Direktorat Narkoba Polda Metro Jaya mengungkap hasil operasi narkoba selama 2 bulan terakhir. 31 pelaku narkoba ditangkap dan 26 kilogram sabu disita selama Februari-Maret 2022.

"Adapun tersangka yang kita amankan ada 31 orang dengan barang bukti di antaranya 26 kilogram sabu," kata Direktur Reserse Narkoba Polda Metro Jaya Kombes Mukti Juharsa di Polda Metro Jaya, Jakarta, Jumat (25/3/2022).

Barang bukti lainnya yakni 1.979 butir ekstasi, 8,5 gram ganja, 2 kilogram TAC, hingga 399 butir pil happy five disita polisi. Dalam operasi tersebut, polisi juga membongkar home industry ekstasi di Tangerang.

"Dari pengungkapan kasus ini kita berhasil mengungkap home industry pembuatan ekstasi yang tersangka atas nama K. Ditangkap di Tangerang," terang Mukti.

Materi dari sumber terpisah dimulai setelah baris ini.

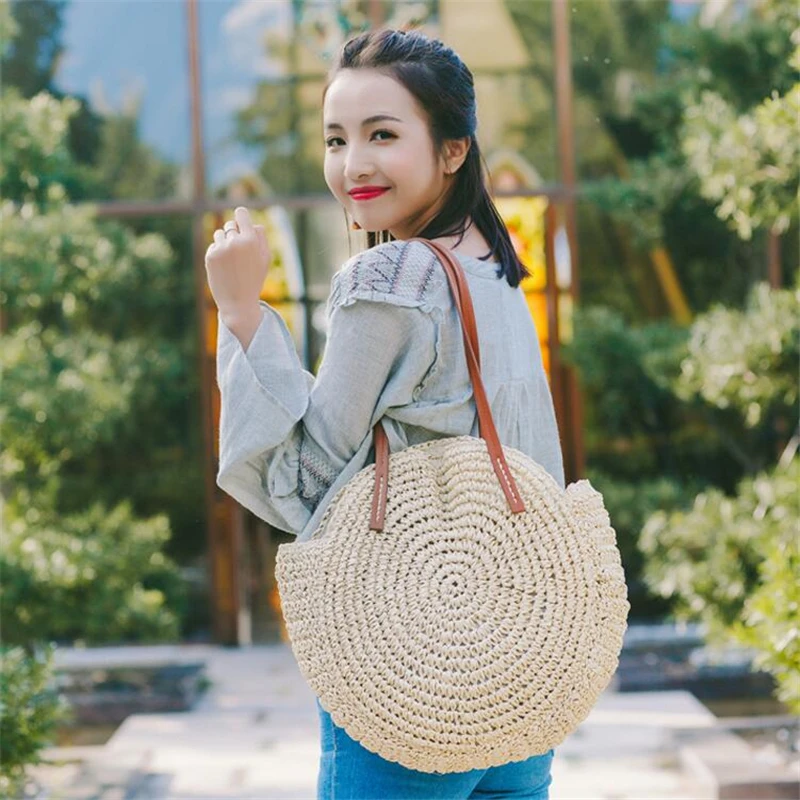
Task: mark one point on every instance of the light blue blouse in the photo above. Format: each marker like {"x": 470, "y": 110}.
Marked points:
{"x": 289, "y": 440}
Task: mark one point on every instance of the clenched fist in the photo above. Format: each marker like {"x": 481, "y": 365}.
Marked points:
{"x": 236, "y": 265}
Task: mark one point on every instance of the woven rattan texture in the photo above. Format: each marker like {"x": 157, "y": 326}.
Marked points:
{"x": 462, "y": 636}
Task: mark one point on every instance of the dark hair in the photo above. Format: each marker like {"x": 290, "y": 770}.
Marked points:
{"x": 443, "y": 85}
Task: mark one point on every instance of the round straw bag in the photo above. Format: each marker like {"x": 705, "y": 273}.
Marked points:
{"x": 457, "y": 609}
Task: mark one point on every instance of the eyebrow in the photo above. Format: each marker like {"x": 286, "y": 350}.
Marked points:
{"x": 335, "y": 126}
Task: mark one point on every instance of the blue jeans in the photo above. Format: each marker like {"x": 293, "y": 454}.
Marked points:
{"x": 348, "y": 771}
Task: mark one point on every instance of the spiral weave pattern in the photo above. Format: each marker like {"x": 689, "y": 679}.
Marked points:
{"x": 462, "y": 636}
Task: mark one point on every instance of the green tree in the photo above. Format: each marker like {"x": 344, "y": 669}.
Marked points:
{"x": 637, "y": 75}
{"x": 748, "y": 164}
{"x": 76, "y": 358}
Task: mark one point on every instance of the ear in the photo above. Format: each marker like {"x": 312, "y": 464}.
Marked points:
{"x": 455, "y": 153}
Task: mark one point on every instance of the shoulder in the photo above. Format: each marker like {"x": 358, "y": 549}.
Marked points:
{"x": 401, "y": 273}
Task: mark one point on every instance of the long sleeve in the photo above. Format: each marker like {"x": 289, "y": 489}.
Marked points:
{"x": 286, "y": 436}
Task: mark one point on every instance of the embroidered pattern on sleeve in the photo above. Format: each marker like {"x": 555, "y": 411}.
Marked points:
{"x": 315, "y": 475}
{"x": 404, "y": 273}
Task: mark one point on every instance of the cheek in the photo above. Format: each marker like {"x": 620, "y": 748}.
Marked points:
{"x": 333, "y": 175}
{"x": 407, "y": 167}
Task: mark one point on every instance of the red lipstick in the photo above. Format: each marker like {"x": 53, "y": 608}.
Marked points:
{"x": 367, "y": 192}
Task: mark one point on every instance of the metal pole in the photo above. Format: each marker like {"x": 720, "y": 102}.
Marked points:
{"x": 223, "y": 524}
{"x": 566, "y": 153}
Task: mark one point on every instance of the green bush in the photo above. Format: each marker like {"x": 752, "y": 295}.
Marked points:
{"x": 629, "y": 506}
{"x": 734, "y": 564}
{"x": 30, "y": 708}
{"x": 97, "y": 577}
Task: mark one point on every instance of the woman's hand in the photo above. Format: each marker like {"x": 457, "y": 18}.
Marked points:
{"x": 236, "y": 265}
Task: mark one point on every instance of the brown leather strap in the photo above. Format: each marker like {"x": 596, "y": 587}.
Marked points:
{"x": 488, "y": 432}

"Kita juga amankan sabu-sabu 10 kilogram diamankan di Bekasi Timur dengan tersangka SP, AS, dan MZ. Doakan karena kita mau kembangkan insyaallah dapat lebih besar lagi," tambahnya.

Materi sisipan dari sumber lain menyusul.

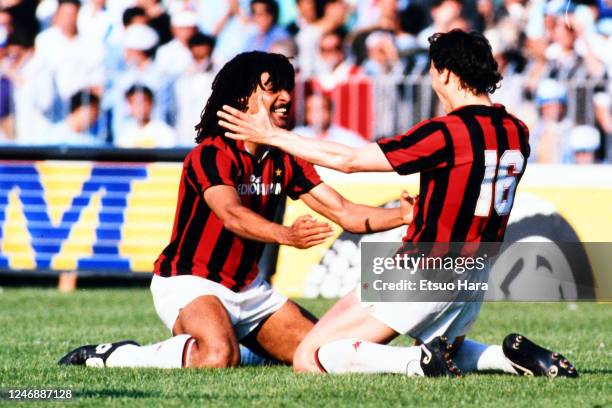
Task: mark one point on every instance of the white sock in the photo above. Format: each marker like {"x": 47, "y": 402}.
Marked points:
{"x": 358, "y": 356}
{"x": 474, "y": 356}
{"x": 166, "y": 354}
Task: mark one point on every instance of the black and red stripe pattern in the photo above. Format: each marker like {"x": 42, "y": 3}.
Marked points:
{"x": 199, "y": 244}
{"x": 470, "y": 163}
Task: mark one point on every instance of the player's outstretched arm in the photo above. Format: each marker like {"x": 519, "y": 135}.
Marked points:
{"x": 258, "y": 128}
{"x": 358, "y": 218}
{"x": 225, "y": 203}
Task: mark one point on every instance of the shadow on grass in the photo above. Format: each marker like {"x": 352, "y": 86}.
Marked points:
{"x": 598, "y": 371}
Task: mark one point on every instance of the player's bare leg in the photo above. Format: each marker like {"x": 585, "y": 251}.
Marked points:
{"x": 352, "y": 340}
{"x": 293, "y": 321}
{"x": 207, "y": 322}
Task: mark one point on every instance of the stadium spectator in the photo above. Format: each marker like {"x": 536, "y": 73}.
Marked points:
{"x": 174, "y": 57}
{"x": 193, "y": 87}
{"x": 73, "y": 63}
{"x": 549, "y": 137}
{"x": 95, "y": 22}
{"x": 584, "y": 140}
{"x": 443, "y": 13}
{"x": 76, "y": 128}
{"x": 140, "y": 42}
{"x": 267, "y": 31}
{"x": 158, "y": 18}
{"x": 531, "y": 40}
{"x": 318, "y": 115}
{"x": 6, "y": 110}
{"x": 31, "y": 89}
{"x": 141, "y": 130}
{"x": 329, "y": 16}
{"x": 383, "y": 57}
{"x": 334, "y": 67}
{"x": 134, "y": 15}
{"x": 229, "y": 28}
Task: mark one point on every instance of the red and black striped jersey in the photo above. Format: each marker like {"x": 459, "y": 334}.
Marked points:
{"x": 200, "y": 245}
{"x": 470, "y": 161}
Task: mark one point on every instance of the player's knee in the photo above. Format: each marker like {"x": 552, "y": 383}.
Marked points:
{"x": 222, "y": 357}
{"x": 304, "y": 360}
{"x": 215, "y": 356}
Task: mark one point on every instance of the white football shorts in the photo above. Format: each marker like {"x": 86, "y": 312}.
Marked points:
{"x": 246, "y": 309}
{"x": 426, "y": 320}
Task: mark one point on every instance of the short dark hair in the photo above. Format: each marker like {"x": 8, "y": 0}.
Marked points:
{"x": 138, "y": 88}
{"x": 75, "y": 2}
{"x": 467, "y": 55}
{"x": 20, "y": 38}
{"x": 130, "y": 13}
{"x": 271, "y": 6}
{"x": 202, "y": 39}
{"x": 83, "y": 98}
{"x": 237, "y": 80}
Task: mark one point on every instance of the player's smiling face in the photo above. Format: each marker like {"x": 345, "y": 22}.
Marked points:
{"x": 276, "y": 101}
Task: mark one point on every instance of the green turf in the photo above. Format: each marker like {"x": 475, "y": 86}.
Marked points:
{"x": 38, "y": 326}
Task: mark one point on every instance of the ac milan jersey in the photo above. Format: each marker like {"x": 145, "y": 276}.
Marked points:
{"x": 470, "y": 161}
{"x": 200, "y": 245}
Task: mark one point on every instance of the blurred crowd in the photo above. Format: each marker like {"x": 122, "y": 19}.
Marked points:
{"x": 137, "y": 73}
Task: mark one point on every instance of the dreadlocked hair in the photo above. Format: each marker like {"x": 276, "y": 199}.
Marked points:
{"x": 237, "y": 80}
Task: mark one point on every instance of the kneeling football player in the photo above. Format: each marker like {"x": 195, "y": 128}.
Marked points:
{"x": 205, "y": 286}
{"x": 470, "y": 162}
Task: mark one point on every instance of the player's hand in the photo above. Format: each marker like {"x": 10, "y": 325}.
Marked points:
{"x": 252, "y": 127}
{"x": 407, "y": 202}
{"x": 307, "y": 232}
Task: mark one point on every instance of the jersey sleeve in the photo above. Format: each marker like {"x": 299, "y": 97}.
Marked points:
{"x": 212, "y": 167}
{"x": 304, "y": 178}
{"x": 424, "y": 147}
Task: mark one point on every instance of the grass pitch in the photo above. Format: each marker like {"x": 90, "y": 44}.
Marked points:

Tangkap Kurir Pasok Narkoba ke Kampung Bahari

Dalam pengungkapan kasus narkoba selama dua bulan terakhir ini pihak kepolisian juga berhasil menangkap seorang kurir inisial AR. Ribuan ekstasi disita dari pelaku AR.

"Ekstasi juga kita berhasil ungkap ada 1.000 butir dari tersangka AR," kata Mukti.

Mukti belum memerinci soal penangkapan AR. Dari pemeriksaan awal pelaku mengaku bakal mengedarkan ribuan ekstasi itu ke Kampung Bahari, Tanjung, Priok, Jakarta Utara.

"Keterangan tersangka barang ini akan dijual ke Kampung Bahari. Makanya kita putus dulu mata rantainya," tutur Mukti.
Penangkapan AR kini masih dikembangkan penyidik. Mukti mengatakan bandar yang memesan ribuan ekstasi itu telah dalam radar kepolisian.

"Saya minta doa insyaallah bandar besar di Kampung Bahari akan kita ungkap juga siapa dalangnya pengedar ekstasi ini. Mudah-mudahan minggu depan bisa kita ungkap," pungkas Mukti.